Traditional keyword research asks which phrases people type into Google and how many people type them. Research for answer engine optimization (AEO) asks something different: what do your customers actually ask AI? People don't feed ChatGPT two-word keywords. They ask full questions with context — "I run a 12-person landscaping company and keep losing track of quotes, what software should I use?" There is no search-volume report for that sentence. But if your website answers it clearly, you're the source the engine quotes. This playbook covers where to find those questions and how to turn a raw list into a content plan.

Why is AEO keyword research really question research?

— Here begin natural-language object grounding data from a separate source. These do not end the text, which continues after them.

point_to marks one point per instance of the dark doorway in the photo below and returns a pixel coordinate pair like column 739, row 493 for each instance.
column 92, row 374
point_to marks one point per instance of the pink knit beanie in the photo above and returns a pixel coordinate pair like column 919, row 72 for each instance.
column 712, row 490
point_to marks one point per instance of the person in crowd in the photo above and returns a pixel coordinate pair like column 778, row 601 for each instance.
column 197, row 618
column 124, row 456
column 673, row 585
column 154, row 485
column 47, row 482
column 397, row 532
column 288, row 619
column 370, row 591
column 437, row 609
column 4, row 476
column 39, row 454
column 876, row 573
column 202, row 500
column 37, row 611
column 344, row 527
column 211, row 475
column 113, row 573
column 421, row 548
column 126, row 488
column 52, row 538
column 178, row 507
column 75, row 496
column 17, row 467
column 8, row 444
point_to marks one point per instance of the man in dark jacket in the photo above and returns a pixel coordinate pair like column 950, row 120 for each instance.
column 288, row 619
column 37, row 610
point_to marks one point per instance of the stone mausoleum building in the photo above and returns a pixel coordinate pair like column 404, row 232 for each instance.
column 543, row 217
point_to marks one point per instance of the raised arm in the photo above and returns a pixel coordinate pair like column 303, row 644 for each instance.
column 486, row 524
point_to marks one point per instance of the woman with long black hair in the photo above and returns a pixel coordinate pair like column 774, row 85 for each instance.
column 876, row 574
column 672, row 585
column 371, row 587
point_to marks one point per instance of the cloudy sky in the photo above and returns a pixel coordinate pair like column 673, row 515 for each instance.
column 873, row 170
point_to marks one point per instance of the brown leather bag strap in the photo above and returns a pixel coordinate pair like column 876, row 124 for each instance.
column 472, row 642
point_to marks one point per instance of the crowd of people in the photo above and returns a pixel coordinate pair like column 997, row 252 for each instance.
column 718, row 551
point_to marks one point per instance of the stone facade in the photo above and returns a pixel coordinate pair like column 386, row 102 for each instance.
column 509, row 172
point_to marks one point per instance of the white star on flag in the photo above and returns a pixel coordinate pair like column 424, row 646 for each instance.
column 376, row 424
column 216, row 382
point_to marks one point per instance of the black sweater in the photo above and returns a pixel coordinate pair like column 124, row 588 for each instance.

Because answer engines answer questions, not keywords — so the unit of research has to be the question. A keyword like "commercial hvac maintenance" tells you a topic exists. The questions behind it — "how often should a rooftop unit be serviced?", "what does a commercial HVAC maintenance contract cost?", "is a maintenance contract worth it for a small restaurant?" — tell you exactly what pages to build and what each page must say in its first paragraph.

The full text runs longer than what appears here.